Turning Point Brands, Inc.
5201 Interchange Way
Louisville, KY 40229

Ladies and Gentlemen:

We have acted as special counsel to Turning Point Brands, Inc., a Delaware corporation (the “Company”), in connection with the Registration Statement on Form S-8 (the “Registration Statement”) filed with the Securities and Exchange Commission pursuant to the Securities Act of 1933, as amended (the “Securities Act”) on May 4, 2021.  You have asked us to furnish our opinion as to the legality of the securities being registered under the Registration Statement.  The Registration Statement relates to the registration of up to 1,390,052 shares (the “Shares”) of the Company’s common stock (the “Common Stock”) representing options and rights to acquire 100,052 shares of Common Stock outstanding under the Turning Point Brands, Inc. 2015 Equity Incentive Plan (the “2015 Plan”) and 1,290,000 shares of common stock issuable in respect of awards to be granted under the Turning Point Brands, Inc. 2021 Equity Incentive Plan (the “2021 Plan” and, together with the 2015 Plan, the “Plans”).
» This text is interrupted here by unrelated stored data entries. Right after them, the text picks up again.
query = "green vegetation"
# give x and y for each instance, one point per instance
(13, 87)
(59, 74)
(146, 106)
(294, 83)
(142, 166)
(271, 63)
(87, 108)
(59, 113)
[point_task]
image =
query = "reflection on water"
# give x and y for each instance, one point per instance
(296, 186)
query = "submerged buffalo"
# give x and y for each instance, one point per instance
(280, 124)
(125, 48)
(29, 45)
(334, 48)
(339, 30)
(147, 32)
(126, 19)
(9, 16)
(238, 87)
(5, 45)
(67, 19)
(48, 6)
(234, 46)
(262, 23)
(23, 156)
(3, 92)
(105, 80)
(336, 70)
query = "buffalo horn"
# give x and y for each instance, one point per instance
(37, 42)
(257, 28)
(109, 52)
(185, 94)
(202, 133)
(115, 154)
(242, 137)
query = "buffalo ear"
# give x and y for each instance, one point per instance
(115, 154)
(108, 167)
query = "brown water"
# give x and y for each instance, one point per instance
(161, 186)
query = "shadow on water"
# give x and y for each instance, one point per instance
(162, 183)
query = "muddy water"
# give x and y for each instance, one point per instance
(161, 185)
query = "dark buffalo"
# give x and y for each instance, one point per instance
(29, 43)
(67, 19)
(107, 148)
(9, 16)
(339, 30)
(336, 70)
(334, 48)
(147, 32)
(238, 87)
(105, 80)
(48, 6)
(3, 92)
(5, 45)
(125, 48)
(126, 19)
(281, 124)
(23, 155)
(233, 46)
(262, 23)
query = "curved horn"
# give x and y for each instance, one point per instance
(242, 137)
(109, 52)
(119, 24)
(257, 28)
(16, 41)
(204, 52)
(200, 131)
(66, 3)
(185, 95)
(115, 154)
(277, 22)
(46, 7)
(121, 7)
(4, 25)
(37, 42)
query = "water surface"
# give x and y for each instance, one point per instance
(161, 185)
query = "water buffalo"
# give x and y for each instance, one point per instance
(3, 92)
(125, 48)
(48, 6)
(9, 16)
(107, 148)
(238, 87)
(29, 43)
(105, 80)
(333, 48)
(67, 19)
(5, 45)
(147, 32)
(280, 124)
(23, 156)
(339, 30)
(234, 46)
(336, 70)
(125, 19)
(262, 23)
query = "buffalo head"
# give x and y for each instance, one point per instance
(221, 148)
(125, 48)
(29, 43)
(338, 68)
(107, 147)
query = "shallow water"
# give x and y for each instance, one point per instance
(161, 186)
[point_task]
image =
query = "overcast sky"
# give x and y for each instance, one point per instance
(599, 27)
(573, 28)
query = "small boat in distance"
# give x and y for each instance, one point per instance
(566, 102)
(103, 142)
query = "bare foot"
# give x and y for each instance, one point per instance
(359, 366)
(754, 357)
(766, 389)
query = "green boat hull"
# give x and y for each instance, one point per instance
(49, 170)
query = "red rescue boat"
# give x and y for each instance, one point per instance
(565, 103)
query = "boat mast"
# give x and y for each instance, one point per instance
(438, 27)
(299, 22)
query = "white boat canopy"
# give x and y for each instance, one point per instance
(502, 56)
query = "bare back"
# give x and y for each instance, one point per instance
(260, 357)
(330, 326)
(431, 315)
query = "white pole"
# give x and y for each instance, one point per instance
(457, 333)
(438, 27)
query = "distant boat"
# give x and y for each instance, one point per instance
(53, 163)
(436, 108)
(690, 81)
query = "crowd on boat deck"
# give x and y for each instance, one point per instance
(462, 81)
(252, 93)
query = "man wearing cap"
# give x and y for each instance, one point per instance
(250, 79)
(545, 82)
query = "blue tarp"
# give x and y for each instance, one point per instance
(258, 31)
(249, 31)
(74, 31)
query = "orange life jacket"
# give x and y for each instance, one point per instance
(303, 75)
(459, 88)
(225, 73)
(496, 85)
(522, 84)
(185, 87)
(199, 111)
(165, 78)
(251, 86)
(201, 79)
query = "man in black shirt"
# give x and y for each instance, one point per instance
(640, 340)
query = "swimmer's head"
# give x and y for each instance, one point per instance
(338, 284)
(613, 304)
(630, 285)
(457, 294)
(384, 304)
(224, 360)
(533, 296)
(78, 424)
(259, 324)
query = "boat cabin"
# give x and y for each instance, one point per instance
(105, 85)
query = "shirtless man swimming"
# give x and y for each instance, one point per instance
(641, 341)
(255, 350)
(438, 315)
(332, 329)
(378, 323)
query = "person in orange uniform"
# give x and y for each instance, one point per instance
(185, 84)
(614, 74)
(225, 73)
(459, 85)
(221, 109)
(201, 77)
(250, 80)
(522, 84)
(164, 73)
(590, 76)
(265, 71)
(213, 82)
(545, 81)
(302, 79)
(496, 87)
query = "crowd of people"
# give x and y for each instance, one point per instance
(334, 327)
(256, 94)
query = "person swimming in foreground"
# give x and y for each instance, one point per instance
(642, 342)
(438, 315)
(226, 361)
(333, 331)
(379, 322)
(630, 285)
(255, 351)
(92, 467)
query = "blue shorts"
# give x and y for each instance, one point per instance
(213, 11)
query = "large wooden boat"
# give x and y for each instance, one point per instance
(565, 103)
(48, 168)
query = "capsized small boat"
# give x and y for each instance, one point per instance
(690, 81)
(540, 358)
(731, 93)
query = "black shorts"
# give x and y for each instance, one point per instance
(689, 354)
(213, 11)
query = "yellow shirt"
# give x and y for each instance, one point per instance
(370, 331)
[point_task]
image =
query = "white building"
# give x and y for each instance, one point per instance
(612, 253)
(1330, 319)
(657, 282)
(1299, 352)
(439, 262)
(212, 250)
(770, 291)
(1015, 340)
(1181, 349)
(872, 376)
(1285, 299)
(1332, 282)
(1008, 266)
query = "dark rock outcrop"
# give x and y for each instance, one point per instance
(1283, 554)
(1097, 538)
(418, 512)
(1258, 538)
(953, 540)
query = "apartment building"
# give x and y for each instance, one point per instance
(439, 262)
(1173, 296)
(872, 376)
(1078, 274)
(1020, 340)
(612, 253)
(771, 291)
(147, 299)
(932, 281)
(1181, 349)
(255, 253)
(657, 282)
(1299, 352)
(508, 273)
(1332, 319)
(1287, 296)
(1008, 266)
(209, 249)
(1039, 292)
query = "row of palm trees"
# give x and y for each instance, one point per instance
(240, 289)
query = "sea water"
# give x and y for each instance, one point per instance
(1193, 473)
In rendering the opinions expressed below, we have examined the General Corporations Law of the State of Delaware (the “DGCL”), the Registration Statement, the 2015 Plan, the 2021 Plan, the forms of award agreements relating to awards under each of the 2015 and the 2021 Plans (collectively, the “Agreements”) and Company records, certificates, agreements and other documents, and such questions of law, as we have considered necessary or appropriate for the purposes of this opinion. In our examination, we have assumed the genuineness of all signatures, the legal capacity of all natural persons, the authenticity of all documents submitted to us as originals and the conformity with authentic original documents of all documents submitted to us as copies. As to various questions of fact material to this opinion, we have, when relevant facts were not independently established, relied upon certificates of officers and representatives of the Company and public officials and statements and representations contained in the Registration Statement, the Plans, and other documents as we have deemed necessary.

Based upon the above, and subject to the stated assumptions, exceptions and qualifications, we are of the opinion that the issuance of the Shares issued or issuable under the Plans has been duly authorized by all necessary corporate action on the part of the Company and, when issued, delivered and upon receipt of all amounts that a Plan participant is required to pay to purchase the Shares, which consideration shall constitute lawful consideration under Delaware law, each in accordance with the terms of the Plans and any applicable Agreement, the Shares will be or have been, as applicable, validly issued, fully paid and non-assessable.


The foregoing opinion is limited to matters involving the federal laws of the United States of America and the DGCL, and we do not express any opinion as to the laws of any other jurisdiction.

We hereby consent to the filing of this opinion as an exhibit to the Registration Statement and all references to us in the Registration Statement. In giving such consent, we do not thereby admit that we are in the category of persons whose consent is required under Section 7 of the Securities Act or the rules and regulations thereunder. We disclaim any obligation to update anything herein for events occurring after the date hereof.